Of course older children are keener to these fibs, so the truth may be the better option unless one can think of a more plausible (but still fictional) explanation for their parent’s temporary absence. And once mom or dad posts bail and returns home, life can go on as usual without the children ever knowing about their parent’s DUI or drug possession charge.
But when a parent is arrested for a crime that results in long-term jail time or imprisonment, a simple tall tale won’t be necessary. This is because a cover-up story for their parent’s situation won’t change the fact that the child will experience a significant sense of loss. In these scenarios, it is important to focus on helping the child cope. Continue reading for tips to do just that.
Dealing With Loss
Children go through grief in different ways, regardless of their age. Common emotions or behaviors include sadness, anger, resentment, lonesomeness, depression, and even substance abuse or promiscuity. Some children might even act out, and wind up in trouble with school or the law. Whether you are the other paternal parent, legal guardian, god parent, or close relative, it is important to look for any cues from children and teens who have a parent doing time. And keep in mind that kids do not express feelings like adults do; not only can their individual cues be difficult to perceive, they will most likely differ among siblings. For this reason, it is essential to pay close attention to every siblings’ emotions and behaviors within the first year of their parent’s incarceration.
The best way you can help a child who has a parent serving a long-term jail sentence is to be a good listener. Listen without judgement, and encourage them to talk about their feelings and how they change from day-to-day. When you generously listen, and listen without judging or “diagnosing“, children feel like they have a safe place to fall, which in turn keeps them open and honest with you about their experience. This allows you to better protect them from being a danger to themselves, and guide them in the right direction. But aside from listening, there are several other ways you can be supportive as well.
Remember that what may seem like an ordinary or even happy day can actually be a stressful or painful time for a child. Days of jail visits, holidays, birthdays, and anniversaries can bring about emotions that sadden or agitate them. So on days like these, being extra aware of their feelings is important.
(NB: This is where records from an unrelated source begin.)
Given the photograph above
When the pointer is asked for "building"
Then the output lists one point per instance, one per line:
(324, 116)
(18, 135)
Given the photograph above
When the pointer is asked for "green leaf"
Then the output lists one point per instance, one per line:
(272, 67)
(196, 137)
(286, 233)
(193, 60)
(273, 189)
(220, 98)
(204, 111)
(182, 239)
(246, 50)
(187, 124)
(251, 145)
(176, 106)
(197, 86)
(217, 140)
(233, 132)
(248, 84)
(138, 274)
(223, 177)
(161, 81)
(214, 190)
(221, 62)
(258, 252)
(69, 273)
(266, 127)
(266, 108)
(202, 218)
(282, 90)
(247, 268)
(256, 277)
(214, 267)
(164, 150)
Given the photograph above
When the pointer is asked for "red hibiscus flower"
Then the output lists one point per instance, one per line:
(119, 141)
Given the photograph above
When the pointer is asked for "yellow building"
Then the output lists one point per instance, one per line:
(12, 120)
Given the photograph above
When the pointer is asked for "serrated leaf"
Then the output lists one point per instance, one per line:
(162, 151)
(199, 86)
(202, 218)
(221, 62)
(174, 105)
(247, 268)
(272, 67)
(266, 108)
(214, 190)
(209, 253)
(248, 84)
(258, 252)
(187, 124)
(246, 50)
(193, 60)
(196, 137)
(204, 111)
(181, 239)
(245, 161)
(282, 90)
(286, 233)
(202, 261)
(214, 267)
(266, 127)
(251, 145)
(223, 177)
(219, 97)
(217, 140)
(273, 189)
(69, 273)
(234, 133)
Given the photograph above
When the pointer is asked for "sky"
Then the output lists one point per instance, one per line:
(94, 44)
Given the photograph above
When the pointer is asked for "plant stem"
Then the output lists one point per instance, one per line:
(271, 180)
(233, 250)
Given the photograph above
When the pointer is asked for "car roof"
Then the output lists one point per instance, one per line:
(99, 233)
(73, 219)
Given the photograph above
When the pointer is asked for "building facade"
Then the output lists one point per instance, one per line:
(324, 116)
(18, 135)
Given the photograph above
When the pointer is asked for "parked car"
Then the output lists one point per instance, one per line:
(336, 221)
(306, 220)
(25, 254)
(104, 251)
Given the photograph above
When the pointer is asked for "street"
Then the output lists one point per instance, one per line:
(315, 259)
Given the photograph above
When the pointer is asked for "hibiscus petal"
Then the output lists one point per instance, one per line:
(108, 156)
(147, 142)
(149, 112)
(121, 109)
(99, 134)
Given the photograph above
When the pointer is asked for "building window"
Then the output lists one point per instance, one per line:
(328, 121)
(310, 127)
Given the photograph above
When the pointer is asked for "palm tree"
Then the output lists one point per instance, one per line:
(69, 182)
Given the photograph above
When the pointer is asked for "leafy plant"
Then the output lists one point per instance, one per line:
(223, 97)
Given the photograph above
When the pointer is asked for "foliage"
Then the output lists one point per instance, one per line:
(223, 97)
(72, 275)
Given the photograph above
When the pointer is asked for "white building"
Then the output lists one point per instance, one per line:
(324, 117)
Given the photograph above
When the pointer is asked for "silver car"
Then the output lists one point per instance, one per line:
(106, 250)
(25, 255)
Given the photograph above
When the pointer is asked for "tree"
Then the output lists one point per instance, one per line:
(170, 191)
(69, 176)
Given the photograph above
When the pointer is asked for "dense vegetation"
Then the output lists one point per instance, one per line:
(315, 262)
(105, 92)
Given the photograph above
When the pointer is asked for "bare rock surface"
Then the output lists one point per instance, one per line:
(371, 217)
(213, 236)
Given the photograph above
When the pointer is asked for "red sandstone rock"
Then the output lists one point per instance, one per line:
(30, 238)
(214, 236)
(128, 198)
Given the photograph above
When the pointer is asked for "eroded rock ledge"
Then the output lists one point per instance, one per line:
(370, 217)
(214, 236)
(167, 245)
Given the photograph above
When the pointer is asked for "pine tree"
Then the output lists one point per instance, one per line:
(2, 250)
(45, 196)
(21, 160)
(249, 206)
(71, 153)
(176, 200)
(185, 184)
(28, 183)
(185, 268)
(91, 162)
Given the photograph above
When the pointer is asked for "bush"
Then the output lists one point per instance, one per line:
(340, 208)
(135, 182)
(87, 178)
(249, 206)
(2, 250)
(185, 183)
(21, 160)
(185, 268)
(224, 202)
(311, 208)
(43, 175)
Simply reminding them that they are not alone, and never will be, can make them feel safer, more relaxed, and loved.
Another helpful deed you can do for a child with a jailed parent is to provide them with a means of professional therapy or grief counseling. This gives them a platform to discuss their feelings with an unbiased party that is not a superior to them. And licensed mental health counselors are trained in several types of therapeutic strategies and processes that promote healing and healthy growth for grieving children of all ages. You can even find local support groups in churches, schools, and other places within the community.
One of the biggest mistakes people unknowingly make is speaking poorly or negatively about a jailed parent in front of a child. It is important to never “bad-talk” a jailed parent for the sake of the children. No matter how angry you are, or how much you disprove, this habit can cause mental anguish and confusion for kids. Keep in mind that they love their parent no matter what, and wants to think of them as a good person.
Lastly, be prepared to answer all their questions, and be patient when answering them. It is best to be as honest as possible without alarming or scaring them. So practice if you have to.